Examples of 'dpkg --get-selection > packagesinstalled.txt' for firewall

Rob Weir rweir at softhome.net
Mon Nov 25 15:55:39 EST 2002


On Mon, Nov 25, 2002 at 09:17:36AM +1100, Alex Satrapa wrote:
> I have an ADSL router running Debian Woody, and I've trimmed it down to 
> 119 packages installed (about 153MB used). I was hoping to trim it down 
> further to fit it all onto a 128MB CF, but then I'd have to lose stuff 
> like NTP and OpenVPN (and that would only save me about 1MB all up).

You could always burn the system on to a CD, and mount /var over NFS
from somewhere else.  If anyone actually manages to break in, all you
have to do is reboot.

> To cut it down further, I'll have to do stuff like:
>  - remove editors (use scp to copy files to a remote
>    machine, edit them there, then scp back)

You've still got ed :)  Also, some editors can use the FISH protocol to
edit files over SSH.  I'm fairly sure KDE can handle this with an
ioslave, and I've heard emacs has a module for it too.

>  - remove /usr/share/doc (though I'm sure this will
>    break packages)

I'm fairly sure this will be safe.  I can't imagine how or why any
package would depend on anything in /usr/share/doc/ at run time (aside
from help files, I guess).  They'll be re-created every time you upgrade
a package though.

>  - remove unused locales (could save about 8MB)

Maybe localepurge could help with this?

> I'm not sure how much other stuff I can remove without breaking things - 
> for example, replacing bash with sash would break all the scripts on the 
> box.

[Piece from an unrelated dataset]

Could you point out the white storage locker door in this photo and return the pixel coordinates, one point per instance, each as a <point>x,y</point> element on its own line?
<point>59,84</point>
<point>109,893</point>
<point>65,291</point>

Thus I'm stuck with stuff like libncurses5. 

dash (a.k.a. ash) is a port of the NetBSD Bourne shell which is much
smaller than bash, and should (i.e.  it's a package bug if it doesn't
work) be able to safely replace bash as your /bin/sh.  You'll have to
check that your homebrew scripts (and some of Debian's, I suppose) don't
explicitly use /bin/bash.

> There's other stuff 
> like diff that I could probably remove if I knew exactly which bits and 
> pieces use it (eg: the setuid tracking stuff).

If you're prepared to give up some convenience you could cut a lot of
cruft: Create a tarball of the existing system.  This will be your
master copy that you edit and upgrade.  Cut out diff, editors, etc, etc
from it until it fits onto the CF card.  Run your firewall off it.
Every now and then, untar the master (on your desktop or whatever), and
chroot into it.  Edit your config files, upgrade with security fixes and
whatever, then trim it down and copy it back on to the CF.